7.18.2015

Food Issues Book Club - A Talent for Necessity from Bringing It to the Table

Hello all!  Welcome to the NOiG Food Issues Book Club, wherein I read books about food stuff, summarize each book by chapter, and then attempt to apply that book chapter's ideas to the New Orleans food environment and/or my own experiences.  Fun right?!  Check out previous installations here.  I'd love it if you'd read along and join in!  And now, without further ado...

Bringing It to the Table: A Talent for Necessity, 1980

Summary:

This chapter focuses on Henry Besuden, a top breeder of Southdown sheep.  He managed to raise his animals on land that had been "corned to death."  "[H]is predicament became his education and, finally, his triumph."  He used a plow to even out deep gullies into "saucers" that allowed runoff to gently pool rather than cause erosion.  He chose grasses carefully, and even put weeds to strategic use.  After 23 years, the land was still not fully healed.

Despite his extraordinary flock, his priority was always the farm and not the show ring.  "He never forgot that the purpose of a sheep is to produce a living for the farmer and to put meat on the table."  Besuden feared that sheep, which he referred to as "land builders," would be removed from live stock programs after World War II.  "He had seen the handwriting on the wall: the new emphasis on row cropping and "production" which in the years after WWII would radically alter the balance of crops and animals on farms, and which, as he feared, would help to destroy the sheep business in his own state."  This fear did, in fact, come to fruition.
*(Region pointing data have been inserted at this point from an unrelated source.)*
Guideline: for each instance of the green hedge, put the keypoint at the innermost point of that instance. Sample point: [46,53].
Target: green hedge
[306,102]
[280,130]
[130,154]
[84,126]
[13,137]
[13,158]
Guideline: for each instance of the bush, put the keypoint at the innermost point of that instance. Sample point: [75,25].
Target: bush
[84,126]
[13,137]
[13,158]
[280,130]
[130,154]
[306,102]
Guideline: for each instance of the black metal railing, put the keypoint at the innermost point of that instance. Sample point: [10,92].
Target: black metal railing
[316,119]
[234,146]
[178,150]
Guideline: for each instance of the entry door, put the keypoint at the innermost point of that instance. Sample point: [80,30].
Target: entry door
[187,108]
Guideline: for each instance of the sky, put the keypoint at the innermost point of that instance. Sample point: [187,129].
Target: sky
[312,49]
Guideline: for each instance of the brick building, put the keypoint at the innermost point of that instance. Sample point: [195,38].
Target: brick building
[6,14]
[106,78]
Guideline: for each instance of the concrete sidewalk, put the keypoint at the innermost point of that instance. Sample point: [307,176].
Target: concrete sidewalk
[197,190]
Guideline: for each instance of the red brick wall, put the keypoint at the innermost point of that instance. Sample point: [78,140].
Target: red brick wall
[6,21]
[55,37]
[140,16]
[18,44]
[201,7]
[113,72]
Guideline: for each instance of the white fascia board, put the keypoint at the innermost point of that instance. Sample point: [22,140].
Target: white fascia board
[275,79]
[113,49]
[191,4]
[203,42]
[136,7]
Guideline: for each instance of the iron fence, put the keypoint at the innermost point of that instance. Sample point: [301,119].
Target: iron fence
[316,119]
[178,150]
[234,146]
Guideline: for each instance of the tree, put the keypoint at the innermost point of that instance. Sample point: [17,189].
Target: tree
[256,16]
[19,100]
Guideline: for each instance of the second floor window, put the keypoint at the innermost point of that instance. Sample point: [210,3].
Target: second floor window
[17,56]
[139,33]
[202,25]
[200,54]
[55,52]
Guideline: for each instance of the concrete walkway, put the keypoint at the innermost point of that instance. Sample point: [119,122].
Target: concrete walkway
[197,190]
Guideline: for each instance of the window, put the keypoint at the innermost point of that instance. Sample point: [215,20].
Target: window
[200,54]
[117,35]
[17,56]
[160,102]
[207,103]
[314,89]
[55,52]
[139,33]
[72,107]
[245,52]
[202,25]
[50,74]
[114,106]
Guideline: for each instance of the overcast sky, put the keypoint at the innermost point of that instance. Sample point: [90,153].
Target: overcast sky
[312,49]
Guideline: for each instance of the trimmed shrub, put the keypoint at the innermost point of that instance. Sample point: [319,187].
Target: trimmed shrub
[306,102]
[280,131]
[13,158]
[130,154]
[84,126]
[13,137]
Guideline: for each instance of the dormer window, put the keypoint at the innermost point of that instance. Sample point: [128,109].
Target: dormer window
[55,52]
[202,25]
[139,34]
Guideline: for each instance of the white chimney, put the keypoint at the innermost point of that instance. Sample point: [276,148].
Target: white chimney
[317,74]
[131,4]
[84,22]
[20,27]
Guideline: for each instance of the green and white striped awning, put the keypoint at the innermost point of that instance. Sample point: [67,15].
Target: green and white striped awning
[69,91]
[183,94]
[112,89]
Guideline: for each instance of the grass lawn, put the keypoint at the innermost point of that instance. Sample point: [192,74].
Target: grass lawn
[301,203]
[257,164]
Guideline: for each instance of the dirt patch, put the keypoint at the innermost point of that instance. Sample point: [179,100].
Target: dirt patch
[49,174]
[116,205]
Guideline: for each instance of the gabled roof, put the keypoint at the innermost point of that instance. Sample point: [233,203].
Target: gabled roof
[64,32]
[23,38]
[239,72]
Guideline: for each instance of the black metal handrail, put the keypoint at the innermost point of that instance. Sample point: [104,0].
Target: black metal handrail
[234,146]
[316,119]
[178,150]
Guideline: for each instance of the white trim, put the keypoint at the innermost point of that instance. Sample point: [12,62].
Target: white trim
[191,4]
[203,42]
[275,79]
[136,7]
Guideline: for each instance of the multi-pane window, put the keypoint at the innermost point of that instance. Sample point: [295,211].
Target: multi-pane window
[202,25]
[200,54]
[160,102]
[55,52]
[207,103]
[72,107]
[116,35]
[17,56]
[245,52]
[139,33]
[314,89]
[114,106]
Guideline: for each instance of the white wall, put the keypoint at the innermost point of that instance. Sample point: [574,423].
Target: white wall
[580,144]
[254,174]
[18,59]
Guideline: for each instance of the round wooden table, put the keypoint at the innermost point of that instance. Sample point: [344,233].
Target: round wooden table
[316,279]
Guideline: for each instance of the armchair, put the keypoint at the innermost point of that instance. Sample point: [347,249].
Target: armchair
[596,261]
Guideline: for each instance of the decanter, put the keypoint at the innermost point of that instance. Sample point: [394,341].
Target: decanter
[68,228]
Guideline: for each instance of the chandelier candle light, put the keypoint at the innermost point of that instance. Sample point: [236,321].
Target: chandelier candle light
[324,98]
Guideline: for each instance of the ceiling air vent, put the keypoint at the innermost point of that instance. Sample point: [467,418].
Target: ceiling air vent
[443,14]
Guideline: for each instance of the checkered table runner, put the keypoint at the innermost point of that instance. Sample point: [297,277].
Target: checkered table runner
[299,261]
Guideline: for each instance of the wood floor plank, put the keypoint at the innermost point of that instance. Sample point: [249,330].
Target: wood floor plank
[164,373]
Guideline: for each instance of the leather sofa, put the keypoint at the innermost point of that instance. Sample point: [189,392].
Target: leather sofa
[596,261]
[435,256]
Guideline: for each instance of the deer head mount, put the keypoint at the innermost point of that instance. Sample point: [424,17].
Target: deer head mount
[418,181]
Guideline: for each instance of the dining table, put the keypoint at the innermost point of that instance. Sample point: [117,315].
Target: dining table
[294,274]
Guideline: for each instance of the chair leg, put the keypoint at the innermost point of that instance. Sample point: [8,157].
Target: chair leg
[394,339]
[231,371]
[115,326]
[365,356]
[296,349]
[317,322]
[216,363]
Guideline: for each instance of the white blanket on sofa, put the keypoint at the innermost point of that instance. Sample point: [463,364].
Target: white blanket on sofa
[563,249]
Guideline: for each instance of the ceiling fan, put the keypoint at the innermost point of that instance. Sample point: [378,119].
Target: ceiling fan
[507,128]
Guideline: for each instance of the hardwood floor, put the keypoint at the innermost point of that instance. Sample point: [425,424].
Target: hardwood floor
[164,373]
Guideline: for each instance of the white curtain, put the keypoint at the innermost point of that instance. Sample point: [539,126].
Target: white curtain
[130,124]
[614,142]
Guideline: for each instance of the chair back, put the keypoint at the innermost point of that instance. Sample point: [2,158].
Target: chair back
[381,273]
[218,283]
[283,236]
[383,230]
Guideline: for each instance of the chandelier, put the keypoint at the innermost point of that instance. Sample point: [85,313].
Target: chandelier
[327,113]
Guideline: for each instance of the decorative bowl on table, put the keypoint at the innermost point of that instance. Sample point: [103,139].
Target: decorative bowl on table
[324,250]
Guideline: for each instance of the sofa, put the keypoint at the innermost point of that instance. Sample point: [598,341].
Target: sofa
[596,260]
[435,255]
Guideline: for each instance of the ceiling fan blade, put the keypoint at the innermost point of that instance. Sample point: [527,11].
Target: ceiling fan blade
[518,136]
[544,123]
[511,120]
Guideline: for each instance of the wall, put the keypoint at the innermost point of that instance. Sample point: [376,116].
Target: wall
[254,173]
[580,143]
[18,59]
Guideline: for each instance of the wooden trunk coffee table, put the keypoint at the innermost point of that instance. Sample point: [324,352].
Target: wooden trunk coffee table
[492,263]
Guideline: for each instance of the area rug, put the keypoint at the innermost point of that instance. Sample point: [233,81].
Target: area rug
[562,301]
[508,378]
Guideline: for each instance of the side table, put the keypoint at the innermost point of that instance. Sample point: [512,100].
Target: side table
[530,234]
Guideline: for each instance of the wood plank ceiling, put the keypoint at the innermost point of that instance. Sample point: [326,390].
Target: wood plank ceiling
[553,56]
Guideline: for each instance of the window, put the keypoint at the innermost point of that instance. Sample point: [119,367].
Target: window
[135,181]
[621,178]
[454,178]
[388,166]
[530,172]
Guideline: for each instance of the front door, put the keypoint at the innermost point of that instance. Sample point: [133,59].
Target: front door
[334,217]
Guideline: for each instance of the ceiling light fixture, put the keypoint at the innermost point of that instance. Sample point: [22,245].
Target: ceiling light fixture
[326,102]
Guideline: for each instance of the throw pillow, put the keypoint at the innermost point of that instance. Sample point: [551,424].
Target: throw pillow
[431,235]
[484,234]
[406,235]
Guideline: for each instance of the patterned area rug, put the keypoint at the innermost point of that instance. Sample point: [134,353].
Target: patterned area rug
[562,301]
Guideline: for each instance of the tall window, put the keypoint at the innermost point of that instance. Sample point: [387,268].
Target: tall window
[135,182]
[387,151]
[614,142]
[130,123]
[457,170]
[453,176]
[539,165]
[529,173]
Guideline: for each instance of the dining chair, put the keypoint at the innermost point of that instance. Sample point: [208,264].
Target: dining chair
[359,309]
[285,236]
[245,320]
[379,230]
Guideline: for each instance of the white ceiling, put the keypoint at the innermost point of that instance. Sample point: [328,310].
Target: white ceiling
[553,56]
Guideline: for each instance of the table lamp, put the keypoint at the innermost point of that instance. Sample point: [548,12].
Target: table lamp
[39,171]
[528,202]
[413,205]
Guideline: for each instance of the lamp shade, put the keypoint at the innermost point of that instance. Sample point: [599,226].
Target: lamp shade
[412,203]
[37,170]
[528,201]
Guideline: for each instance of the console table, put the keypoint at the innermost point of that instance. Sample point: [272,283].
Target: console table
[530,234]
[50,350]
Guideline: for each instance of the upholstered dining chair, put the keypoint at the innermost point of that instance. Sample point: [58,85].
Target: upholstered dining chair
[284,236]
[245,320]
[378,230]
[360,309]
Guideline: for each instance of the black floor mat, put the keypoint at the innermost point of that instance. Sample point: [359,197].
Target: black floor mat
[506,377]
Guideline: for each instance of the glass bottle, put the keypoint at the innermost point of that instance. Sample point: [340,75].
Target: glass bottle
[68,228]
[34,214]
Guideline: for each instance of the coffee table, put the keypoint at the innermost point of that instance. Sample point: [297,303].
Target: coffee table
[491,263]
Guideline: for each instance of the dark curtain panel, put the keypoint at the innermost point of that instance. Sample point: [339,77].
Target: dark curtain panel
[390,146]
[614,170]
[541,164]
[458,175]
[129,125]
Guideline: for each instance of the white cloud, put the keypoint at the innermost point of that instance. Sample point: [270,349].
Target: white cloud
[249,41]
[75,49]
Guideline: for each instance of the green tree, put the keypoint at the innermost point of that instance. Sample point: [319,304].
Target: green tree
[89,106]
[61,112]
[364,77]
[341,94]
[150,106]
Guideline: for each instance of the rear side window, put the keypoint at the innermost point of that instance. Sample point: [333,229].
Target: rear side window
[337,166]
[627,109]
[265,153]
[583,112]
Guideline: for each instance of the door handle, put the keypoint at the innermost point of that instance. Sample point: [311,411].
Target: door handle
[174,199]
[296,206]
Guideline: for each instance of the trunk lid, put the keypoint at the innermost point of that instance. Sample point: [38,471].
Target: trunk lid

This essay, then, serves as another exploration of the types of farming practices espoused by Berry.  (Unsurprisingly, he again supports the idea of animals as commodity - despite acknowledging their suffering elsewhere.)  Besuden strove for "a way of farming compatible with nature," much as Berry does.  Per Berry, Besuden was "convinced that paying attention pays," setting him apart from industrial farmers who pay attention only to profits.